Abstract

In the accompanying article, we showed that AP5A displayed heterogenous vasoactive effects in rat resistance arteries. It induced a stable vasoconstriction in the superior epigastric artery (SEA) and a transient vasoconstriction in the mesenteric resistance artery (MrA). In the phenylephrine-precontracted MrA AP5A induced a marked vasorelaxation. In this study the noncompetitive inhibition of the AP5A-induced vasoconstriction with pyridoxal-phosphate-6-azophenyl-2′,4′-disulphonic acid was found to be significantly stronger in MrA than in SEA. The nonselective P2 purinoceptor antagonist suramin inhibited AP5A-induced vasoconstriction in MrA only. The vasoconstriction by the P2X purinoceptor agonist α,β-methylene ATP was inhibited by with pyridoxal-phosphate-6-azophenyl-2′,4′-disulfonic acid and suramin similarly to that induced by AP5A. Thus, the AP5A-induced vasoconstriction is due to P2X receptor activation, but two different P2X receptors seem to be operational in the two different vessels.
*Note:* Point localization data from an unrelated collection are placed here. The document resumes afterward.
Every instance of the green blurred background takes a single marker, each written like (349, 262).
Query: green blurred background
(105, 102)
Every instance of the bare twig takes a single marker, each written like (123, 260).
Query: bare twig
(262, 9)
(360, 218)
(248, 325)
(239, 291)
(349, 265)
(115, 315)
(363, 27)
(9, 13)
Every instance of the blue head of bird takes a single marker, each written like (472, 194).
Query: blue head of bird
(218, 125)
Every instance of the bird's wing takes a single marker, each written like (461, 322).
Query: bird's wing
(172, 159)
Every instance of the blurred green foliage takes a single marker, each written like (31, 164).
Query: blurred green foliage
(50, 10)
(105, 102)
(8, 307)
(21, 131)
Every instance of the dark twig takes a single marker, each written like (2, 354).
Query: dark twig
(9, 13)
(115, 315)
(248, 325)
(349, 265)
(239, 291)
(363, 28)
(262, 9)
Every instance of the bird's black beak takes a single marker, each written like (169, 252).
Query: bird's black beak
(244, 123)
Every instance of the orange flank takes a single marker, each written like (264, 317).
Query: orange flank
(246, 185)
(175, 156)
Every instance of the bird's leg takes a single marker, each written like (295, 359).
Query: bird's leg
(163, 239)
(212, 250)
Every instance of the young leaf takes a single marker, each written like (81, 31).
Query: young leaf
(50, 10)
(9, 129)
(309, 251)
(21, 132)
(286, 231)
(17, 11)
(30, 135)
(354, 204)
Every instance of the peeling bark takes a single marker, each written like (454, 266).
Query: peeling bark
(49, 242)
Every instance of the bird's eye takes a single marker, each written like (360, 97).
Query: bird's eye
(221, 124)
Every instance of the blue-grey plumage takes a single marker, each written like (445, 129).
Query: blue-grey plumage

The AP5A-induced vasorelaxation of phenylephrine-precontracted MrA was inhibited by the P2Y₁ receptor antagonist ADP3′5′. The vasorelaxation induced by ADPβS (P2Y₁ agonist) also was inhibited by ADP3′5′. These findings suggest that AP5A-induced vasorelaxation of MrA is caused by P2Y₁ receptor activation. The P1 (A₂) receptor antagonist 3,7-dimethyl-1-propargylxanthine only slightly inhibited AP5A-induced vasorelaxation at high concentrations. Adenosine and the A₂receptor agonist CGS21680 failed to produce significant vasorelaxation. Therefore, vasorelaxation in MrA does not involve A₂purinoceptor activation. AP5A-induced vasorelaxation was not inhibited by Ca²⁺- or ATP-dependent K⁺ channel blockade with clotrimazole, apamin, or glibenclamide. These data indicate that vasoconstriction in MrA and SEA by AP5A is due to different P2X receptors, and vasorelaxation in precontracted MrA is due to P2Y₁ receptor activation.